Wednesday, July 25, 2012



584 people rated me highly
On OkCupid
And I would know who they are
If I bought an A-list subscription.
Maybe the man I’m supposed to love
Is among them
But probably not.
What they don’t know
Is that I am a mess.
I almost missed my flight
To DC yesterday:
I sprained an ankle
And barely escaped
The wrath of a taxi driver.
I’ll be in New York soon.
The Ivy League student
I dated there,
Whose parents spend millions
On horses and carriages
Believed I looked
Wonderfully
Gentle,
Confident
And calm.
Which proves
That nobody knows
Anything.

Sunday, July 22, 2012



Yesterday I was grooming my horse
When a guy asked me if I was married
-I used to be.
-You have a horse! He is your husband now!
If he’s right
It’s just the next stage
Of the disease that turns women
Into cat ladies.
There’s really nothing wrong with this,
I can embrace it
Since cantering
Feels a lot like sex.
But who am I kidding?
What riding teaches
Is the need for perfect partnerships.
I still want a man.
In my dream
Last night
My body was wrapped around
A red-haired god.
We fit like puzzle pieces.

Wednesday, July 18, 2012



Somebody like me
With an autoimmune disease,
With a harmless thyroid
Stalked 
By confused 
White cells,
Should avoid stress.
I lost my car keys today
And I lost my mind as well.
I need a vacation from this person
That I am.
I found them both hours later:
The keys and my mind
Were hanging out in the trash can
Playing cards,
Listening to disco music.
They looked up,
I looked down,
Which reminds me of the baby bird
I failed to save the other day.
I knew I should have taken him home.
I failed
I failed
I failed.

Friday, July 13, 2012



Today I got up at an ungodly hour
To be tested as an Italian teacher
For mostly blonde kids.
Silvia would teach me the drills.
In the car that would take us to the park
She started explaining everything.
Her accent felt like home.
-You are from Rome.
-Yes! 
-Well, I’m from Rome as well.
-What neighborhood?
-Balduina.
-Noooooo!

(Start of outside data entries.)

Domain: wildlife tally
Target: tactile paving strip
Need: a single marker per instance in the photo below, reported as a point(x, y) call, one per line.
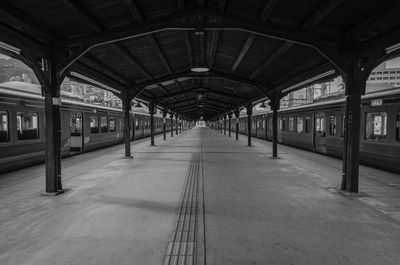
point(182, 248)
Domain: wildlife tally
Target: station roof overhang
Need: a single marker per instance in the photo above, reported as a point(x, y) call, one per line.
point(147, 48)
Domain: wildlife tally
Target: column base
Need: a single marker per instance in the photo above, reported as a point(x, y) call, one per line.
point(52, 193)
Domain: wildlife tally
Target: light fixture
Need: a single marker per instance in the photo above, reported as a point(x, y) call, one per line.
point(392, 48)
point(263, 106)
point(315, 78)
point(199, 69)
point(90, 80)
point(9, 48)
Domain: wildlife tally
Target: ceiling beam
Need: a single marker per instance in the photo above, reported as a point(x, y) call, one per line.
point(96, 25)
point(326, 8)
point(375, 24)
point(159, 52)
point(214, 47)
point(133, 9)
point(106, 68)
point(92, 73)
point(271, 59)
point(243, 52)
point(207, 90)
point(180, 4)
point(268, 9)
point(86, 17)
point(36, 27)
point(188, 74)
point(174, 22)
point(221, 5)
point(163, 89)
point(127, 55)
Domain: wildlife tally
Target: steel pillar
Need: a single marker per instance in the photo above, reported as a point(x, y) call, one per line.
point(51, 90)
point(224, 124)
point(275, 108)
point(230, 123)
point(164, 125)
point(237, 113)
point(151, 109)
point(249, 110)
point(171, 116)
point(126, 104)
point(355, 80)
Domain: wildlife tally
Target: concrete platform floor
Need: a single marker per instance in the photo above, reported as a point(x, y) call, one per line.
point(257, 210)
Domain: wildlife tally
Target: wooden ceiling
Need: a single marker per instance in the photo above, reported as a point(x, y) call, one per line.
point(146, 48)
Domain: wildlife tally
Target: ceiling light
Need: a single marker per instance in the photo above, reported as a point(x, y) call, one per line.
point(392, 48)
point(263, 106)
point(199, 69)
point(9, 48)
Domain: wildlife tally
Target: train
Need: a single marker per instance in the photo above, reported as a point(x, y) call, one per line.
point(319, 127)
point(85, 127)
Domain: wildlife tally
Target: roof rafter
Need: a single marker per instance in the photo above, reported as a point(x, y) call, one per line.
point(159, 52)
point(106, 68)
point(173, 21)
point(326, 8)
point(243, 52)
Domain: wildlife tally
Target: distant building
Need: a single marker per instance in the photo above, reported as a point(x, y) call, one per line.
point(387, 73)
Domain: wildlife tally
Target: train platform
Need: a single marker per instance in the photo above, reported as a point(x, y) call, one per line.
point(200, 194)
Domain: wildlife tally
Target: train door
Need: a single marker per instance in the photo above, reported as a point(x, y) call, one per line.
point(76, 132)
point(320, 132)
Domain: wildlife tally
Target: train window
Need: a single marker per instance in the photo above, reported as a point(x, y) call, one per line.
point(332, 125)
point(398, 127)
point(320, 124)
point(94, 124)
point(104, 124)
point(375, 128)
point(111, 124)
point(282, 125)
point(28, 125)
point(76, 124)
point(300, 124)
point(343, 125)
point(308, 124)
point(291, 124)
point(4, 128)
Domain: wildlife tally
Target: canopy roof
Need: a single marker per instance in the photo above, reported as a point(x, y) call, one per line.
point(253, 48)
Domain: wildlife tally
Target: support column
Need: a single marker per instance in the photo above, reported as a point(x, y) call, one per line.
point(53, 140)
point(224, 124)
point(171, 116)
point(355, 80)
point(151, 109)
point(176, 124)
point(230, 123)
point(237, 113)
point(126, 102)
point(249, 113)
point(275, 108)
point(51, 85)
point(164, 125)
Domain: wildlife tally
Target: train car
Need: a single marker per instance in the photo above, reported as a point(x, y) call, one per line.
point(319, 127)
point(85, 126)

Me too!
Our mothers are
Shopping in the same supermarket
Right now,
Evaluating chicken thighs
And the freshness of arugula,
While we sing silly songs
And get hugged by slightly neurotic,
Yet wonderful,
Five-year-olds,
My memories of home
Fading.

Thursday, July 12, 2012



Is there anything
More delicious
Than raspberries?
Some men are
But I have forgotten
Almost everything
About those penis-equipped
Beings.
My life revolves around
Highways
Horses
And women.
In the equine universe
Men are rare.
When they exist
They live secluded lives
Like the Wizard of Oz.
All these female creatures
Are quite lovely.
Well, almost all of them.
Not everyone gets
What I’m trying to do
So I get some bitterness,
Some jealousy,
Some disgusted looks.
But in the last three days,
Looking for horses,
I met three valkyries.
I could write a novel
About each of them.

Friday, July 6, 2012



My landlord has girlfriend problems
Which means I have to wait
A little longer
To be freed from this heat.
Once the AC comes
My brain will work again,
My chest will fill with love
To be spread
In the four cardinal directions.
When I play my bass
I have trouble keeping the tempo
And I hardly know anything at all.
Do I still deserve love?
Men seemed to desire me once
Now everyone’s scared
Or jaded
Or doesn’t understand
All these things that I am.
I don’t mind this loneliness
Because it makes me angry
And anger is good.

Thursday, July 5, 2012



Oh,
I see.
PMS.
I must have lost track of time.
So I might not be losing my mind.
But then I look at the evidence
And wonder.
Living in a city
Where you have no friends
To speak of.
Your first boyfriend
(The first lover,
The one you were with for five years)
Unfriending you on Facebook
Because you expressed surprise
At his change of status.
Your ex-roommate’s hate.
Men whose interest
Is inversely proportional
To yours.
A woman who treats you like a horse
(Minus the petting).
Being an artist
Means pissing everybody off
And dying alone.

Wednesday, July 4, 2012



My 4th of July
Has been so hideous
It feels right.
Self-pity fits me like a summer dress.
104 degrees.
After visiting piglets
And newly hatched chicks
I find refuge at Starbucks,
Sweat freezing on my skin,
Drinking drinks that will shorten my life,
Watching a man scratch his ass.
I’m wearing a blue shirt,
A sweater with red and white stripes.
I realized that as I was locking the door.
Let them think I care.
Truth has fled.
Behind lovers’ eyes
Lies the usual thirst for power.
As they leave
I wrap my tail
Around diamonds and gold.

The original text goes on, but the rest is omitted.